With the orchestration routine in place, the DRaaS facility is told via a mouse click to fail over to the cloud DR site when a ransomware attack or other disaster happens, and that takes just minutes. DR recovery can then start a few minutes later at the source site.
Finding the ransomware footprint
Backed-up VMs exist in a timeline. Some time before an attack with its file locking-by-encryption and ransom notification, ransomware infects a system and starts started encrypting files. This event can be located by checking file activity records.
In a recent incident a Midwest US municipality was attacked (the town is unwilling to reveal its identity, Datrium said). The IT department had backed up its VMs to a Datrium DVX system – but without the DRaaS option in place. Admin staff and Datrium consultants checked the incoming snapshots to the target DVX system and found a sudden size increase:
The highlighted snapshots in the image above have sizes of 23.6Gib, 80.2Gib, and 80.7Gib, while prior and subsequent snapshots are 6.1Gib and 3.6Gib in size. This enlargement was caused by Ryuk ransomware encrypting files.
To combat the attack, a prior snapshot from a day earlier was used and powered up on a quarantined network. It was verified malware-free by a security team and became a so-called recovery golden copy.
The recovery team restored individual VMs in priority order and verified each one was clean with an anti-virus scanner before restoring the next one. This took almost two days to complete. A mass update restoration of all their VMs would have taken less time and a DRaaS option would have been quicker again.
Datrium DraaS roadmap
Datrium initially provided cloud backup for its own on-premises DVX semi-hyperconverged system – ‘semi’, because the storage repository was separate from the compute nodes. It extended this to source systems from Dell EMC, NetApp, Nutanix, Pure Storage and others, and also to VMware running in AWS.
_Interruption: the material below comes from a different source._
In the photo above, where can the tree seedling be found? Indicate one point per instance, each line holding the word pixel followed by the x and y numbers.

Datrium can provide DR with failover to VMware Cloud on AWS so long as the source site is a VMware site. Datrium uses its own backed up VMs and data from the source site.
VMware is accommodating Kubernetes and containers and Page pointed out that “as VMware embraces Kubernetes we can do so too”.
He said Datrium DRaaS will work with Microsoft Azure cloud by the end of 2020.
And what about the rising tide of cloud-native applications that do not use VMware? “We have a CSS login for bare metal servers,” Page said. He suggested Datrium could develop this ability to backup bare metal Kubernetes environments to the public cloud, and reinstantiate containers there for DR, in the same way as it spins up VMs today.
As long as ransomware infections exists Datrium should prosper by offering a simple and fast recovery option, viable both for virtual machines and containerised environments.